# The kernel move plan
## Overview
* /boot is running out of space.
* For a safe upgrade path, the only feasible solution is to move the kernel image to /usr.
* Loading the kernel from elsewhere requires a new GRUB config:
* UEFI: GRUB image will be atomically upgraded.
* BIOS: GRUB cannot be safely upgraded, so rely on existing config loading grub.cfg from the OEM partition.
* The verity root hash can no longer be stored in the kernel image when it lives on the verity device.
* systemd can use the UUID from the verity + verity data partitions, but Flatcar only has a single partition.
* The root hash must therefore remain in /boot but must also be protected.
* Our GRUB patch to store it in the kernel image can therefore be dropped.
## The boot process for new deployments
* The shim and GRUB start as before.
* The partition selection is the same, either manual or via `gptprio`.
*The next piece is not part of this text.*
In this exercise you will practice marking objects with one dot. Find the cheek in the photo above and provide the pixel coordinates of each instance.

* The GRUB image cannot have the verity root hash baked in because it needs to support different releases.
* Use a separate executable script to apply the verity root hash.
* Also use this to support different kernel command lines in future without relying on a specific GRUB build.
* Initial script is /boot/flatcar/load-a, to be managed on upgrade with load-b.
* Due to GRUB's limited scripting capabilities, load-a actually defines a function for the main configuration to call.
## How the load script and verity root hash are secured
* `veritysetup` natively supports verifying the verity root hash using an S/MIME signature.
* The certificate to verify this against can be stored within the kernel.
* To avoid having to manage another certificate:
* The Secure Boot signing certificate is being used to sign the verity root hash.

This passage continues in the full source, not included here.